The classroom challenges shape teachers and teaching as a profession. The distinctive pleasure of the profession comes from the students in the classrooms who shape the art of teaching. It takes long time to internalise teaching skills and develop as a teacher in the laboratory of classrooms. Every class adds new experiences both for the students and teachers. The online platforms can never recreate the teaching and learning environment that a classroom offers. The interactive and participatory pedagogy of teaching and learning dies its natural death in online platforms where teachers look at students as dots in the computer screen. The classroom offers limitless possibilities to engage with students, their excitements and their boredoms. So, online teaching and learning is not only short-sighted but also reductionist; it destroys the organic space between teachers and their students. In this way, COVID-19 pandemic has triggered a severe crisis within the traditional pedagogy of teaching and learning.

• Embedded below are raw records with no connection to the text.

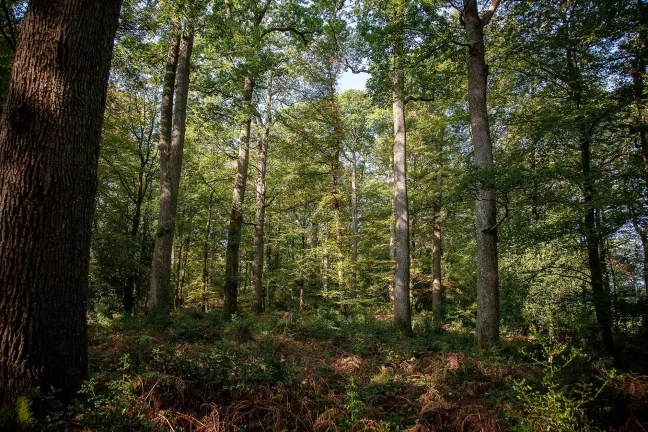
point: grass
(322, 371)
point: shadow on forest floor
(321, 371)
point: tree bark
(230, 303)
(354, 223)
(49, 147)
(638, 79)
(402, 310)
(259, 218)
(158, 297)
(487, 332)
(206, 252)
(437, 287)
(601, 296)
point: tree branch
(418, 99)
(288, 29)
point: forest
(323, 215)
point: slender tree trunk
(183, 270)
(232, 258)
(392, 248)
(638, 80)
(354, 224)
(159, 296)
(176, 295)
(259, 218)
(129, 289)
(601, 296)
(325, 265)
(402, 310)
(49, 147)
(487, 332)
(437, 288)
(206, 253)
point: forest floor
(325, 372)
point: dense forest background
(268, 252)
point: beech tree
(49, 147)
(487, 333)
(171, 150)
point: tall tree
(402, 310)
(170, 168)
(49, 147)
(487, 333)
(259, 219)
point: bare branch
(486, 17)
(301, 34)
(418, 99)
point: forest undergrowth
(327, 372)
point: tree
(170, 168)
(487, 333)
(49, 148)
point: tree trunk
(206, 253)
(402, 311)
(601, 296)
(325, 265)
(158, 297)
(129, 289)
(49, 147)
(487, 332)
(259, 218)
(236, 214)
(354, 224)
(638, 74)
(437, 287)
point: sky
(349, 80)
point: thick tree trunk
(402, 310)
(49, 147)
(232, 259)
(354, 224)
(487, 332)
(158, 296)
(259, 218)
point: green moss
(7, 416)
(24, 412)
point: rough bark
(206, 253)
(402, 310)
(354, 224)
(49, 147)
(325, 266)
(487, 332)
(638, 79)
(437, 287)
(232, 262)
(259, 218)
(601, 296)
(159, 281)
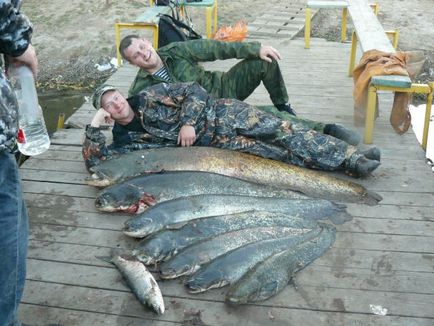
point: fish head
(98, 181)
(129, 199)
(98, 178)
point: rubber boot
(372, 153)
(340, 132)
(286, 108)
(364, 167)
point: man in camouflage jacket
(185, 114)
(180, 62)
(15, 34)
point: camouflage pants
(243, 78)
(242, 127)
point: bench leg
(344, 24)
(370, 115)
(395, 37)
(208, 15)
(215, 16)
(352, 54)
(117, 43)
(375, 7)
(307, 29)
(429, 101)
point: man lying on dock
(179, 62)
(184, 114)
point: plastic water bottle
(32, 135)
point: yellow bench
(147, 20)
(211, 13)
(371, 35)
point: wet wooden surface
(383, 257)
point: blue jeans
(13, 239)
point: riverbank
(74, 38)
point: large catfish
(231, 163)
(138, 194)
(177, 212)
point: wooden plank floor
(383, 257)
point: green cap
(97, 95)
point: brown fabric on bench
(377, 63)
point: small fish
(140, 281)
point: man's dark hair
(125, 43)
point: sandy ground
(71, 37)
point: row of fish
(233, 219)
(243, 166)
(187, 236)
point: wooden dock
(383, 258)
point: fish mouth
(97, 180)
(232, 300)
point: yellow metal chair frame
(393, 34)
(136, 25)
(372, 100)
(211, 14)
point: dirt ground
(73, 37)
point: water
(33, 138)
(56, 102)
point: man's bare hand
(186, 136)
(268, 53)
(28, 58)
(101, 116)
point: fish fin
(107, 259)
(371, 198)
(114, 252)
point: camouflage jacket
(182, 63)
(15, 34)
(160, 112)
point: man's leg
(13, 239)
(252, 146)
(243, 78)
(315, 150)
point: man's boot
(372, 153)
(361, 167)
(286, 108)
(340, 132)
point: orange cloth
(375, 63)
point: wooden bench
(147, 20)
(211, 12)
(369, 33)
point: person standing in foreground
(15, 35)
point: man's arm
(94, 147)
(15, 30)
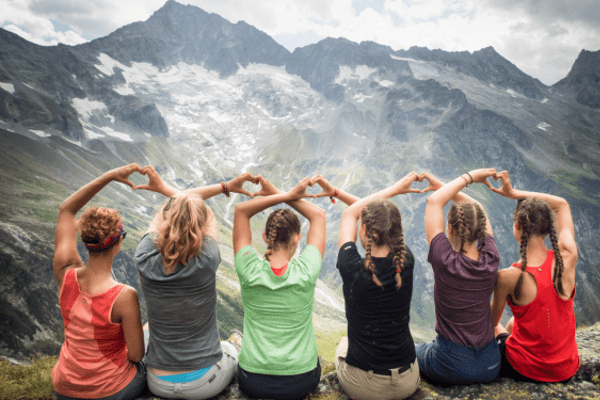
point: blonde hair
(180, 231)
(98, 223)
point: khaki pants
(365, 385)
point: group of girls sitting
(178, 258)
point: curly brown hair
(280, 227)
(383, 222)
(97, 223)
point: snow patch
(41, 133)
(543, 126)
(125, 90)
(8, 87)
(85, 107)
(347, 73)
(94, 135)
(361, 97)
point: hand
(403, 185)
(266, 187)
(506, 189)
(434, 183)
(122, 174)
(299, 191)
(481, 175)
(235, 185)
(328, 189)
(155, 183)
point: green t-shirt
(278, 331)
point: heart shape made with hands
(144, 180)
(424, 185)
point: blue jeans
(445, 362)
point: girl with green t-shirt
(279, 357)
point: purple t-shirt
(462, 291)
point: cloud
(548, 11)
(541, 38)
(34, 28)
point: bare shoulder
(508, 277)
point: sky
(541, 37)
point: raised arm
(126, 311)
(564, 225)
(156, 184)
(434, 213)
(270, 196)
(65, 236)
(352, 213)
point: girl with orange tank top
(538, 343)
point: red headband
(107, 243)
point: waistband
(388, 372)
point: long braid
(461, 228)
(480, 232)
(399, 256)
(280, 227)
(271, 236)
(523, 252)
(559, 267)
(371, 237)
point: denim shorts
(447, 363)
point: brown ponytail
(535, 217)
(383, 223)
(280, 227)
(470, 222)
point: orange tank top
(93, 359)
(542, 344)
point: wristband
(335, 193)
(224, 188)
(470, 177)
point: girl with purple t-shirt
(465, 264)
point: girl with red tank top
(538, 343)
(104, 344)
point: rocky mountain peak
(584, 79)
(182, 33)
(486, 65)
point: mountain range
(203, 99)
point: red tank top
(542, 344)
(93, 359)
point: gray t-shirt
(181, 307)
(462, 291)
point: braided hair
(535, 217)
(281, 225)
(469, 220)
(383, 225)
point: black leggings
(285, 387)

Teachers and students are not zombies. The zooming online is a medium of interaction, and not a teaching and learning method. Any attempt to replace classrooms with online platforms destroy the very idea of teaching and learning. Technology and virtual learning environment enhance the abilities of a teacher and student. It cannot replace a teacher. The etiquettes of classroom teaching instil qualities like determination, focus, peer interactions, intercultural communication skills, debating abilities, public speaking and engagement skills via eye gaze. These are invaluable skills for students and teachers. These set of important skills are more valuable in life than curriculum-driven skills and certificates. The managerial class is drunk with the bad cocktail of ignorance and arrogance so much, that they failed to understand the importance of these skills.
The managerial stubbornness of market logic in education and its failures are under the carpet of the pestilence infused crisis management. It is disempowering for both students, teachers and few academic leaders. On one hand, this crisis is an opportunity for the managerial class to hide their failures. On the other hand, the COVID-19 pandemic is also exposing the limits of marketisation of education. It is revealing the thoughtless and distorted managerial response to a crisis. It is an opportunity for students and teachers to refuse the culture of business as usual in the post-pandemic education sector. It is not the individualised, selfish and brutish managerialism but the struggle for alternatives that comes from collective experiences and understandings. The survival of teachers and teaching as a profession depends on how we steer the struggle for alternatives within and outside the education sector. It can offer a better tomorrow for critical and creative space for teaching and learning in a post-pandemic world if we fight against the twin evils of managerialism and marketisation of education. It is important to remember that education is not merely essential for employment but a tool of emancipation.
(The author is a Senior Lecturer of Business Strategy at Coventry University, UK. Views expressed are personal.)